Crews have started working on eventually replacing all Interstate 985 signs, a project that motorists should really begin to notice this summer.

The 10-year-old signs now in place "aren't reflecting (well) to the driver ... in low light conditions," said Kathy Zahul, state traffic engineer for the Georgia Department of Transportation.

"The signs may look fine during the day but in low light conditions, they can be difficult to see. (They) will be more visible from a longer distance, allowing motorists to read them from farther away.

"This gives drivers more time to make driving decisions that improves safety for everyone."

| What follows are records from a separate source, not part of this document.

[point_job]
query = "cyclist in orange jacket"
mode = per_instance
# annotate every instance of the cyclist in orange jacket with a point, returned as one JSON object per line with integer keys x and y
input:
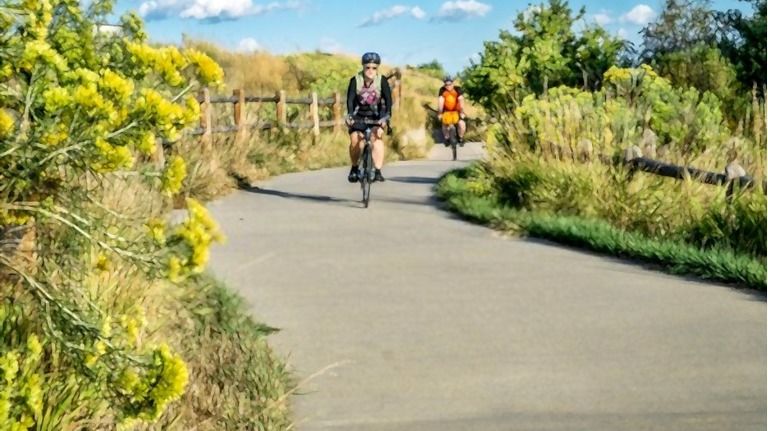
{"x": 450, "y": 109}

The DOT is spending $2.1 million on the project, which extends from I-985's junction at Interstate 85 to its end north of Exit 24. The agency also is replacing signs along I-85 from Gwinnett County to South Carolina — broken into two phases — at a cost of $2.2 million.

The work eventually will be done statewide.

"It's keeping up with new (federal) specifications that we're required to use," said Teri Pope, spokeswoman for the DOT's Gainesville office. "It's part of our funding and (infrastructure) life cycle, just like bridges have a lifespan and we plan on replacing them."

The work began on interstates 985 and 85 as they have some of the oldest signs in the state.

"These signs were (last) replaced when the exits were renumbered," Pope said. "They used to be sequential and now they are based on mileposts.
"We got the first set of new signs then, so those signs have reached their lifespan. They're not reflecting (as they should)."

The DOT contracted the projects in February to Sheets Construction Co. in Locust Grove, with a scheduled completion date of Oct. 31.

"The contractor is now starting to install the support structures for the signage, pouring concrete footings and driving the piles that go into those deep holes — kind of everything below ground," Pope said.

The new signs are being made now.

"Later this summer, after the concrete is cured and we know that it's strong enough, then (motorists) will start to see the new signs go up and the old signs come down," Pope said.

Lane closures will take place for large overhead signs. That work likely will occur late summer or early fall as weather permits.